Error "Couldn't Assume/Create SSM SLR" when executing a recommendations

Overview

This article outlines the steps to resolve the error "Couldn't assume/create SSM SLR" that some users may encounter when CloudFix fails to execute a recommendation. The error is typically due to a lack of proper permissions in the IAM role attempting to execute the change.

Information

When attempting to implement cost-saving recommendations in CloudFix, you may encounter the following error message:

Failed to schedule runbook after step approved. Invalid permissions: Couldn't assume/create SSM SLR, check permissions for the calling identity.

This error usually occurs when the role executing the change is not authorized to perform iam:CreateServiceLinkedRole due to an implicit deny in the role's permission policies.

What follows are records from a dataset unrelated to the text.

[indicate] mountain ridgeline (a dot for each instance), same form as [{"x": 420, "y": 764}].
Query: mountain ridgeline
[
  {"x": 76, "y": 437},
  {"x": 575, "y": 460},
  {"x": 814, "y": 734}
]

To fix this issue, you can adjust the permissions via AWS CLI or Systems Manager Console:

Using AWS CLI:

1. Open your Management Account via AWS CloudShell / AWS CLI.
2. Run the following command: aws iam create-service-linked-role --aws-service-name ssm.amazonaws.com --region <your_region>

Using the Systems Manager Console:

1. Open the Systems Manager console.
2. On the left menu, select "Quick Start".
3. Identify and select the configuration with type "Change Manager".
4. Select Actions > Edit Configuration.
5. Under "Permissions to request and make changes", add permissions for iam:CreateServiceLinkedRole to the policy, save and deploy this change.

After making the above changes, please give it some time for CloudFix to re-evaluate this opportunity as still valid and make it available to you again in the portal for another execution.